The Russian government has taken measures to control the country's freewheeling Internet, and the Duma recently passed a law that greatly beefs up the powers of the FSB security service, but experts say they don't see any security dimension in the kerfuffle over operating systems.
"There's no real logic to switching official computers to a Linux-based alternative," says Alexei Lukatsky, a Moscow-based IT consultant. "It was presented it as a means to lower costs and to be less dependent on American producers of software."'
Under laws passed a decade ago the security service already runs a vast program, known as SORM-2, which requires all Russian Internet providers to install special devices that enable the FSB to copy and store every byte of information – including e-mail and Internet activity – that passes through Russia-based servers.
Microsoft was recently accused of assisting Russian authorities in selective prosecutions of nongovernmental organizations and independent journalists for alleged use of pirated software.
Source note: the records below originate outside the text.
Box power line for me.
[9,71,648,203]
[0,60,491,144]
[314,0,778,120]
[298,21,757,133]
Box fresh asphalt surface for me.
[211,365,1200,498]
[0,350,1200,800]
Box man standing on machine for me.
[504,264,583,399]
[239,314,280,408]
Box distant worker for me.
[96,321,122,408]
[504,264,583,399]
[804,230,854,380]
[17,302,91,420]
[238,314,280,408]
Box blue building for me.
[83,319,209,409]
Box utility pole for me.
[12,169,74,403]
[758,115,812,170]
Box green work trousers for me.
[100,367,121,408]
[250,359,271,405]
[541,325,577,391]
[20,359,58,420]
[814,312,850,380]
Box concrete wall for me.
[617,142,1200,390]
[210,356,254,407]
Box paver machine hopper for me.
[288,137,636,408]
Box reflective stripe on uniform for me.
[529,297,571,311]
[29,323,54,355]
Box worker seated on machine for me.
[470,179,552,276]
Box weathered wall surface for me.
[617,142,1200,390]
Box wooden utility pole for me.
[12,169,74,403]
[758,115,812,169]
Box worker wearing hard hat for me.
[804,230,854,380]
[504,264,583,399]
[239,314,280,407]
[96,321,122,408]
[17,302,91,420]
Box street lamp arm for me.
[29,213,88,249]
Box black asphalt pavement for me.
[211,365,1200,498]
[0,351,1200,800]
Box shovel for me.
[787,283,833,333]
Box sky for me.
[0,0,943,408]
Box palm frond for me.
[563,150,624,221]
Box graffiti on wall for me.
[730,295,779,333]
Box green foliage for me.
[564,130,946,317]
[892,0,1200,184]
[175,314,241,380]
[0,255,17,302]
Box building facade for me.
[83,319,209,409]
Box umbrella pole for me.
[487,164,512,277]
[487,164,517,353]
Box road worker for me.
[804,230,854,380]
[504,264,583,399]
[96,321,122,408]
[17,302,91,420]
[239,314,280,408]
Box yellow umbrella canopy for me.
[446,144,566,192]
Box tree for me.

After that story broke last month, Microsoft quickly moved to grant software licenses to all small Russian groups that might be targeted for political reasons.
Meanwhile, the whereabouts of the "national" operating system remains a mystery to most Russian educators and computer experts.
"The problems with this are just beginning," says Alexander Drakhler, deputy director of a Moscow computer school. "If they make students stop using Windows and switch to a Linux system, it will be a complete mess. Even a lot of existing official software programs can't work under Linux. Students who use Windows at home won't have any compatibility with what they do at school. It's fine to teach Linux, but you don't need to change every computer over to it," he says.
"If they wanted to do this, the state had to develop a quality product and, in a timely fashion, train teachers how to use it," he adds. "But nothing has been done."